¿Hay algo mucho más emocionante que ver a los mucho más pequeños deslizarse por la nieve por vez primera? El snowboard es un deporte fabuloso para fomentar la estabilidad, la seguridad y el amor por la naturaleza en los niños. Sin embargo, a fin de que la experiencia sea divertida y no frustrante, seleccionar la tabla adecuada es fundamental.
Si piensas en comprar una tabla de snowboard para niño, no te dejes llevar solo por el dibujo más bonito. En esta guía te enseñamos todo lo que es necesario para ti saber para adivinar con la adquisición.
1. El error más habitual: "Obtener una talla más grande para que le dure"
En la ropa, comprar una talla más es un enorme truco. En el snowboard, es un fallo grave.
Una tabla demasiado larga es pesada, difícil de girar y va a hacer que el niño se caiga mucho más con frecuencia. Para que un niño aprenda apropiadamente, necesita tener el control total.
La regla de oro:
- Coloca la tabla de pie en oposición al niño.
- El radical de la tabla debe quedar entre el pecho y la barbilla.
- Si el niño es principiante o pesa poco para su estatura, elige una que le llegue a la altura del pecho. Si ya tiene experiencia, puede arrimarse a la barbilla.
2. El peso: El aspecto que muchos olvidan
Más que la altura, el peso es lo que verdaderamente flexiona website la tabla. Todas y cada una de las marcas incluyen una tabla de pesos en sus informaciones.

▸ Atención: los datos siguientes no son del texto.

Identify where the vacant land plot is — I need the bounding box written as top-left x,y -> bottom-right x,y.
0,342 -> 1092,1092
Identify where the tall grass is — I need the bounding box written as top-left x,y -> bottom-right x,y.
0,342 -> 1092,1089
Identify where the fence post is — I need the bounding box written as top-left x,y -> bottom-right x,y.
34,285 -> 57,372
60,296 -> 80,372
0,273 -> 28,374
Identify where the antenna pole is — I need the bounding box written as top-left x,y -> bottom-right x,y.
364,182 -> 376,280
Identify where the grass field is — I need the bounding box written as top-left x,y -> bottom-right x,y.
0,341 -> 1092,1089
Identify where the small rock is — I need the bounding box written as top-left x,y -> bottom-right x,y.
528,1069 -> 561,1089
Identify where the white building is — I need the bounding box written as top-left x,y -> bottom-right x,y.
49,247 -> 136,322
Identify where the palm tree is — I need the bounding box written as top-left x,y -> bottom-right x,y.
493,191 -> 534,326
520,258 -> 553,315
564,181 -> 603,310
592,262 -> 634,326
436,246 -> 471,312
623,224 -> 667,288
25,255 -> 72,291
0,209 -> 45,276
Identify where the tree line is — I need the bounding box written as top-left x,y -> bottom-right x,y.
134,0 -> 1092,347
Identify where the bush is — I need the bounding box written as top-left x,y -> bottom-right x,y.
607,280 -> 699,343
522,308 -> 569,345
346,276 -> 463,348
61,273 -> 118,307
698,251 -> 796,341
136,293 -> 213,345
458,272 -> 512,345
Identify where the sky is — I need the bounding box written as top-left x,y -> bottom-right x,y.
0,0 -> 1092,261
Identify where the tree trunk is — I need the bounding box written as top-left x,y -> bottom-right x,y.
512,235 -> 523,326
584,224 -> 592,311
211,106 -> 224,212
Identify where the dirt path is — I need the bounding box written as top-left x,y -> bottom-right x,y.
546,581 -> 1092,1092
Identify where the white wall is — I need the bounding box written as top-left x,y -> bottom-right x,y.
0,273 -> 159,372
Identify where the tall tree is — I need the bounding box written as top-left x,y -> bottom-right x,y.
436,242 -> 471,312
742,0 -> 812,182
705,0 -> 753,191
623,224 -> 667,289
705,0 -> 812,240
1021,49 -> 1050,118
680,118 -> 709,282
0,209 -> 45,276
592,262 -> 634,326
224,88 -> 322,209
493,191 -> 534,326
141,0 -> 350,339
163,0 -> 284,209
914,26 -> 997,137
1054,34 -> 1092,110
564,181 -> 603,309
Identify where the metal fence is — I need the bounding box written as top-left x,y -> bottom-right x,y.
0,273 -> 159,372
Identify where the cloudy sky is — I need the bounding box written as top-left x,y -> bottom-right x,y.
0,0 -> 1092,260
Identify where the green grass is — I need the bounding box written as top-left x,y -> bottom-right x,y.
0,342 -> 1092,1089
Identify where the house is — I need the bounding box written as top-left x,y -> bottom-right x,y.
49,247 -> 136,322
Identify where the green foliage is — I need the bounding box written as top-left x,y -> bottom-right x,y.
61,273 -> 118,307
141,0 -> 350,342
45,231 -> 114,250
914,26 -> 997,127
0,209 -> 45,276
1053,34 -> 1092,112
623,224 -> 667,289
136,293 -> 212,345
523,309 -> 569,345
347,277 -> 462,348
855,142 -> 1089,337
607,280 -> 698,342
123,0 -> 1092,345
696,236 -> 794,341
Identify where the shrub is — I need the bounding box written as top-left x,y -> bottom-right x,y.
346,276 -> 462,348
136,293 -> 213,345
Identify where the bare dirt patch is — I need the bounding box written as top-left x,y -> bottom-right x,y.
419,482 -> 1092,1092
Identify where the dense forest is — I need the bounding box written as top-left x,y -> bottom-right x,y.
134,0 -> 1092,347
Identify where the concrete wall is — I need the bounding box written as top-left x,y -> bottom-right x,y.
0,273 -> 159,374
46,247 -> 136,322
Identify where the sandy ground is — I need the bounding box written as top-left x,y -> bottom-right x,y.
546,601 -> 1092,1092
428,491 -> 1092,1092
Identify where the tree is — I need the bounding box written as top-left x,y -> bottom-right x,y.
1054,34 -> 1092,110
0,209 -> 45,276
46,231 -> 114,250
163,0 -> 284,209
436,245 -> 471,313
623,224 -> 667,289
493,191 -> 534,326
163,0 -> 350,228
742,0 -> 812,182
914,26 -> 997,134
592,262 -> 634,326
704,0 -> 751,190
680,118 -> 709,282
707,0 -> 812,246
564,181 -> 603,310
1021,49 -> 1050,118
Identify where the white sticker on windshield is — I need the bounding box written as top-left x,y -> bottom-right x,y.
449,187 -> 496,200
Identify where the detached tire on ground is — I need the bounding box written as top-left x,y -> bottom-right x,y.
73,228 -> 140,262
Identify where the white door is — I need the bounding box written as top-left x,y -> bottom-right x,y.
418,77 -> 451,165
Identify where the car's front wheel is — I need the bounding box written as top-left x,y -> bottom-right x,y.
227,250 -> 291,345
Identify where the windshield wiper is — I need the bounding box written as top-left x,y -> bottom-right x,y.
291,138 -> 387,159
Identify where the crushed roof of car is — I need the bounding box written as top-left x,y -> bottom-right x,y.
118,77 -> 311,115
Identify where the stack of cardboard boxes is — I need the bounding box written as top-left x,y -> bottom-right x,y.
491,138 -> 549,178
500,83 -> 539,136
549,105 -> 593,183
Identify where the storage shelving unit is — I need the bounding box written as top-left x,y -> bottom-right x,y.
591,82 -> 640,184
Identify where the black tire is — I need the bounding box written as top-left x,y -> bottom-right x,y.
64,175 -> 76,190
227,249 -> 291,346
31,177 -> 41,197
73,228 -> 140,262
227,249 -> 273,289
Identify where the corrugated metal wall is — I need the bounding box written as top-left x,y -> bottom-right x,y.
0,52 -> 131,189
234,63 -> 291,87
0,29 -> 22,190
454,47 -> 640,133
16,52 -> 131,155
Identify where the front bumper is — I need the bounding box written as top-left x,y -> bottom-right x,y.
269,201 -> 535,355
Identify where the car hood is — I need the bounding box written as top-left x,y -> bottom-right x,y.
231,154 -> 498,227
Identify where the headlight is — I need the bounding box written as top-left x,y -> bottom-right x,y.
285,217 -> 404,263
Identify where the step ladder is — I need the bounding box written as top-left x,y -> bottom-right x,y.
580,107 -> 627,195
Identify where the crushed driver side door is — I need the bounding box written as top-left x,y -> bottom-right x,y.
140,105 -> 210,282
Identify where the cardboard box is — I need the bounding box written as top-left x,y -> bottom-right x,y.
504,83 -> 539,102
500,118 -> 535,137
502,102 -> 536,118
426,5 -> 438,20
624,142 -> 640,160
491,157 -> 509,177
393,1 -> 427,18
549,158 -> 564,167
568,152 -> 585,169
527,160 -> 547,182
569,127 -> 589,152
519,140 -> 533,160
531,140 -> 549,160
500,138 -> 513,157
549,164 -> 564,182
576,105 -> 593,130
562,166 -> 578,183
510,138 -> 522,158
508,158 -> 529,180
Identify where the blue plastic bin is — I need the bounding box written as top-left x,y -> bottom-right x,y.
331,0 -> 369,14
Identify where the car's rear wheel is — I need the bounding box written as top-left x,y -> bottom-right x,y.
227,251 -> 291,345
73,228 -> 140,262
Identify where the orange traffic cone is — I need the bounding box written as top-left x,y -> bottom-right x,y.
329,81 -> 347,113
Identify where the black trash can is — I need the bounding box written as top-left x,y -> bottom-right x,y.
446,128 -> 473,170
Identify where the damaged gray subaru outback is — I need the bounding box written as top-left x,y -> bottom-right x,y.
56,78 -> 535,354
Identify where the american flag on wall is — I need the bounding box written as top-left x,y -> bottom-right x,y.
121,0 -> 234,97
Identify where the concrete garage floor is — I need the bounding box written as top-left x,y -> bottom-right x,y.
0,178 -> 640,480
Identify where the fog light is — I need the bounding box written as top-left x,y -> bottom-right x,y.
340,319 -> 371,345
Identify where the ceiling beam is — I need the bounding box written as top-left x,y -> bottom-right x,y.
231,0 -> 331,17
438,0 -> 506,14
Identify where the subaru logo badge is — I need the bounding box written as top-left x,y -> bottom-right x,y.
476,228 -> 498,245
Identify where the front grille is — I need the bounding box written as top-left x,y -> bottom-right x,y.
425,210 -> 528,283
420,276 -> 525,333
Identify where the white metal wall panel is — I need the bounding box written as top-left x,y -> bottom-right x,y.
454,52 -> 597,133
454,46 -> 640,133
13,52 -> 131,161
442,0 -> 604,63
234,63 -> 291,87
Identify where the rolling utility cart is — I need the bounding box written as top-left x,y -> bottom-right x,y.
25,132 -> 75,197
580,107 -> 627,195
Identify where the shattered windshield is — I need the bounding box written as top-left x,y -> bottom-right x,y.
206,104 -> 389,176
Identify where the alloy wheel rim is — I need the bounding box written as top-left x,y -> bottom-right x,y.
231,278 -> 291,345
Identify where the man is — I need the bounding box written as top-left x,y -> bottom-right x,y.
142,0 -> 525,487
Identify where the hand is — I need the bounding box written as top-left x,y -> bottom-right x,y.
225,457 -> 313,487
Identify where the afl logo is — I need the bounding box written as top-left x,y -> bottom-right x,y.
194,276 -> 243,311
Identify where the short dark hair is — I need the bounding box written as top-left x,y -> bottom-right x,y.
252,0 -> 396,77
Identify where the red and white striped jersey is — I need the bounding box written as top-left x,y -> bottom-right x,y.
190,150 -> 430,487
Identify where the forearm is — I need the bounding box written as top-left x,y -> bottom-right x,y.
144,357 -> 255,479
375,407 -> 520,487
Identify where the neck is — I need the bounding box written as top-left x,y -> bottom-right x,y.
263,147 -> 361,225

Cerciórate de que el peso de tu hijo esté en el rango recomendado por el desarrollador para ese modelo concreto.
3. El perfil de la tabla: ¿Rocker, Camber o Flat?
Para los niños que están empezando, el perfil de la tabla establece qué tan fácil será eludir el inquietante "contrarail" (enganchar el canto y caer de cara).
- Rocker (Banana): Es la mejor opción para principiantes. Las puntas están elevadas, lo que facilita los giros y excusa varios errores.
- Flat (Plana): Ofrece estabilidad y un manejo predecible. Es buen punto medio.
- Camber (Clásico): Solo sugerida para niños con un nivel adelantado que procuran agilidad y precisión.
4. Forma e imagen: Twin Tip es el camino
Prácticamente todas las tablas para pequeños son Twin Consejo (simétricas). Esto significa que la tabla es igual por delante que por detrás. Esto es ideal por el hecho de que varios pequeños aún no tienen idea si son "regulares" (pie izquierdo delante) o "goofy" (pie derecho delante). Una tabla simétrica les permite experimentar en los dos sentidos.
5. La relevancia del Flex
Los pequeños no tienen la fuerza de un adulto para plegar una tabla recia. De ahí que, las tablas de snowboard infantiles tienen que tener un flex blando (soft). Una tabla flexible reacciona mejor a sus movimientos y les permite maniobrar sin fatigarse exageradamente.
6. ¿Botas y fijaciones?
Si comprarás el aparato terminado, asegúrate de que:
- Las fijaciones sean fáciles de utilizar (preferiblemente de solo una carraca para los mucho más pequeños) a fin de que ellos mismos logren ganar autonomía.
- Las botas sean cómodas. No las compres bastante enormes; el talón debe quedar bien sujeto para trasmitir el movimiento a la tabla.
7. Diseño: El aspecto motivación
Una vez que hayas filtrado las opciones por criterios técnicos (talla, flex y perfil), deja que el niño elija el diseño. Si le encanta de qué manera se ve su tabla, va a tener muchas mucho más ganas de subir a la montaña y entrenar.
Conclusión
Obtener la primera tabla de snowboard para un niño es una inversión en su diversión y seguridad. Prioriza siempre y en todo momento una tabla que se ajuste a su peso y altura recientes, con un perfil rocker para facilitar el aprendizaje.
¿Tienes dudas sobre algún modelo específico? ¡Déjanos un comentario y te ayudaremos a elegir la mejor opción para tu pequeño rider!